Consent Extended to Independent Medical Evaluation Firm’s Third-Party Doctor
In January of 2017, the Office of the Privacy Commissioner of Canada released a case summary that detailed allegations made against a third-party doctor hired by an independent medical evaluation (IME) firm. The complainant made several claims including one that the doctor collected, used, and disclosed his personal information without his consent.
We have summarized the findings and conclusions here for you, though we also invite you to read the full case summary.
Summary of the Investigation
The complainant submitted a claim to his insurance company after a car accident.
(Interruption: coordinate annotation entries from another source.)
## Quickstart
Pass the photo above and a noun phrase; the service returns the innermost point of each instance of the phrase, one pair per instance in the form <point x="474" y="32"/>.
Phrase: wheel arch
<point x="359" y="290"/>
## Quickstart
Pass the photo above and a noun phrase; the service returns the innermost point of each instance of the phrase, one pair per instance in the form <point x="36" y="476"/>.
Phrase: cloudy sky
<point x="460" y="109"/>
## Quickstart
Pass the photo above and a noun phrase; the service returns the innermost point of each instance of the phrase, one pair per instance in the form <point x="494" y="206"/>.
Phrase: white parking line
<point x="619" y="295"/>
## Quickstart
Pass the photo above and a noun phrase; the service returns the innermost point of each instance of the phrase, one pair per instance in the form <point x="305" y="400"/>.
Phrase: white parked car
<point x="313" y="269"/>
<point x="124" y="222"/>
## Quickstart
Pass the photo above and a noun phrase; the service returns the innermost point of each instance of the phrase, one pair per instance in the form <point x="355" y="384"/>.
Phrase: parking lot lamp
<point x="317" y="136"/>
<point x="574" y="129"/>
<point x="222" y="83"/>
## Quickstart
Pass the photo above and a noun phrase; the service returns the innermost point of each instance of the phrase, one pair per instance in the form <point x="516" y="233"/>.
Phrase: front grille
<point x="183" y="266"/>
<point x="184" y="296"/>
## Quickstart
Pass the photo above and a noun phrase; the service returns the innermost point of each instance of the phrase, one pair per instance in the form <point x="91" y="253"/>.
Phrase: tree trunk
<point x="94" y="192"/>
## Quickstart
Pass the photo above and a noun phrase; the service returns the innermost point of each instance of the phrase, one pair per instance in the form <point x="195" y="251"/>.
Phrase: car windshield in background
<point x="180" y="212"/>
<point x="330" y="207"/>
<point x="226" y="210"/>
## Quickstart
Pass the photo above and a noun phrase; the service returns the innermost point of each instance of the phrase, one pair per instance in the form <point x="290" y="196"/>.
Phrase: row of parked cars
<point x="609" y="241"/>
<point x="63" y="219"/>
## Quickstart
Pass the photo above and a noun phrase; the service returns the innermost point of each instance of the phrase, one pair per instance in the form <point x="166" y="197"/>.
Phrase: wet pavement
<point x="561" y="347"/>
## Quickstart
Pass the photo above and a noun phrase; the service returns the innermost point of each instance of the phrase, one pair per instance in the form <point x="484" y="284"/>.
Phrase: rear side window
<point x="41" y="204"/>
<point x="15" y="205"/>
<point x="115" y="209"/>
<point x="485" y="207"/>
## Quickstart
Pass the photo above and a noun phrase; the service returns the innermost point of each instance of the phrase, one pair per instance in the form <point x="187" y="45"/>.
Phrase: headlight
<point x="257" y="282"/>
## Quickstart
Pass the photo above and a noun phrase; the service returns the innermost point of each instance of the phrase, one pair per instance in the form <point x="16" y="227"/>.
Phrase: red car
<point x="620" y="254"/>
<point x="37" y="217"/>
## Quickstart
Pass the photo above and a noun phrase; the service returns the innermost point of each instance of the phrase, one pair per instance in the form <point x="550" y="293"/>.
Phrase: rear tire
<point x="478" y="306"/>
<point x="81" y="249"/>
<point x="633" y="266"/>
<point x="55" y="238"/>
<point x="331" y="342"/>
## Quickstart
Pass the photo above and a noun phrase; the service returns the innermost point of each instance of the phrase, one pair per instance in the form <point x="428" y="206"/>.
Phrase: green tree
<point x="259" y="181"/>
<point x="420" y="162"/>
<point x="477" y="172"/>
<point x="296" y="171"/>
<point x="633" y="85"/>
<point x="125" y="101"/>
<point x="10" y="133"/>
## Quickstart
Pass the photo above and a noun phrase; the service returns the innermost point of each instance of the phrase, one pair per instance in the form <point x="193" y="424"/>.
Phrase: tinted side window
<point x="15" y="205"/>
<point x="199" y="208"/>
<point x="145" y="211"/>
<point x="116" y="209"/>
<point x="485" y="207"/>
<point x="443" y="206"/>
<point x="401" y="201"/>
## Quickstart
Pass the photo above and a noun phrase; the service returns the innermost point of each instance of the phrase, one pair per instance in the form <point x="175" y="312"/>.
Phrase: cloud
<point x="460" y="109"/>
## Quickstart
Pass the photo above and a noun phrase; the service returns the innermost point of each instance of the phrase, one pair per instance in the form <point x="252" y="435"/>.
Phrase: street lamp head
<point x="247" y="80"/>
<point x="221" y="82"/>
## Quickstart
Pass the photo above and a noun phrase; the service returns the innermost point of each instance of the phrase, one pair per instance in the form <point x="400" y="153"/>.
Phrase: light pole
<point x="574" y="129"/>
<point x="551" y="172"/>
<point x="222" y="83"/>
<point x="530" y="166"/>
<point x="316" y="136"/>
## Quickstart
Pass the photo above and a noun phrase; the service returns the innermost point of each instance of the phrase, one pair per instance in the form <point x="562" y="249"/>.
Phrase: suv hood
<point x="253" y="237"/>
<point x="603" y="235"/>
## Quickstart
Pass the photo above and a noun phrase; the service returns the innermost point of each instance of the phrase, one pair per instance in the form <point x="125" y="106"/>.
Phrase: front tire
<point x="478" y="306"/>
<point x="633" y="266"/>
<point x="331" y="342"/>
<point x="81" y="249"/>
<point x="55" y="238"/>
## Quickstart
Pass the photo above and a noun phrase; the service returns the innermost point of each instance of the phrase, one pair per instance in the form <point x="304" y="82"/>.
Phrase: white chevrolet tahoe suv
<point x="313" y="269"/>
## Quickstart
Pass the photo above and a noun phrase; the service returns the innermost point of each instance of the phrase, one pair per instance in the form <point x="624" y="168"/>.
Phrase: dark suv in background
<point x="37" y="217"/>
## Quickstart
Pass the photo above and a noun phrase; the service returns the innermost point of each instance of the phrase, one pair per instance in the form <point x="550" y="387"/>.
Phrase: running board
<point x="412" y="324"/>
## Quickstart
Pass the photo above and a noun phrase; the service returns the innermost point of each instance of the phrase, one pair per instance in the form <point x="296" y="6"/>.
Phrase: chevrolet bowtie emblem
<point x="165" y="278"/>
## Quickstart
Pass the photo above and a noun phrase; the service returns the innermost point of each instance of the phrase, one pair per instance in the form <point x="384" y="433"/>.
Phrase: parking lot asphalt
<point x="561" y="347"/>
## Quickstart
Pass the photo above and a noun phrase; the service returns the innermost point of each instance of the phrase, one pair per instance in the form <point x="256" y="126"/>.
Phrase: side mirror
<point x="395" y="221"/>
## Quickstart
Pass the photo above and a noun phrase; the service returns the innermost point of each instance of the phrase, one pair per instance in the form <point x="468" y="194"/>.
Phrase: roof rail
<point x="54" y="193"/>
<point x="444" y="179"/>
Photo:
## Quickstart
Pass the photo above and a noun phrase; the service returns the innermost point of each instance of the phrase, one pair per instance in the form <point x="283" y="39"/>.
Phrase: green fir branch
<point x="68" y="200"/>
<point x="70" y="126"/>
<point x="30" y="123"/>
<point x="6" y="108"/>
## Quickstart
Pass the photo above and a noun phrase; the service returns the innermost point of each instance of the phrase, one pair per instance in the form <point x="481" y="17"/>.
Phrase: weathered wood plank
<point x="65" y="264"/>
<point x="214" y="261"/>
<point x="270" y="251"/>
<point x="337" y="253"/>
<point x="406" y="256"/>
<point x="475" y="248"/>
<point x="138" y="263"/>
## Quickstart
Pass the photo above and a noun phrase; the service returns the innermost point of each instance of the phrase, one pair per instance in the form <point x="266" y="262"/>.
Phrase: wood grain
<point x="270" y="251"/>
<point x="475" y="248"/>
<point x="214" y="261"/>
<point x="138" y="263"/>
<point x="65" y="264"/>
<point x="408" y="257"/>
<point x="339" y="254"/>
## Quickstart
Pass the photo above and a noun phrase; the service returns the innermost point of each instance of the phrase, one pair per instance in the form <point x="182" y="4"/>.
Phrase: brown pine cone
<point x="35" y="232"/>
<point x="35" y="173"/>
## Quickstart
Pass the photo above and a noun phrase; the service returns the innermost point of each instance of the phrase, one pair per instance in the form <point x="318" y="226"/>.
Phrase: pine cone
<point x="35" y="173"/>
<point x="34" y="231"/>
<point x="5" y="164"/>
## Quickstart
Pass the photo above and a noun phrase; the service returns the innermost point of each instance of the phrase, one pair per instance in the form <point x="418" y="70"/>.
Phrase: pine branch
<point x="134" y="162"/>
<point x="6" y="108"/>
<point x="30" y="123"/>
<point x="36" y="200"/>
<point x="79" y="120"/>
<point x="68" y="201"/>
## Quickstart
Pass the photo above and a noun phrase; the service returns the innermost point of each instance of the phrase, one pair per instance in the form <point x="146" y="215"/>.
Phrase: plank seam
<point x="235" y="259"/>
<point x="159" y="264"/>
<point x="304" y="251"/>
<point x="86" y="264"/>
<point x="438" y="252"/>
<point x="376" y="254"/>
The insurance company subsequently asked an IME firm to evaluate the claim, which included a determination of catastrophic impairment. To do this, the IME firm brought on a number of doctors and specialists. The doctor identified by the complainant was hired to write the summary report by compiling the assessments provided by the medical professionals evaluating the claim.
It was the complainant’s belief that—although he had given consent to the other doctors involved to collect, use, and disclose his personal information—he had not granted that permission to the doctor responsible for composing the summary. The doctor, by contrast, believed that the complainant had provided consent by previously signing two forms, OCF-1 and OCF-19.
Ultimately, the Office of the Privacy Commissioner of Canada determined that this aspect of the complainant’s case was not well-founded. The doctor was able to rely on the consent given by the complainant when he signed the accident benefit application forms because:
- OCF-1 includes a consent provision containing explicit language that allowed insurance companies as well as other parties (like medical professionals) to collect, use, and disclose the individual’s personal information towards the purpose of investigating his claim, processing it, and verifying related information.
- OCF-19 includes a consent provision that allowed the individual’s treating physician to share his personal information in order to determine whether or not the threshold of a catastrophic impairment was met.
The Office of the Privacy Commissioner concluded that the complainant had given consent for the collection, use, and disclosure of his personal information for use by those medical professionals who played a role in evaluating his claim, including the doctor who wrote the summary report. The doctor did not contravene the provisions for consent of PIPEDA.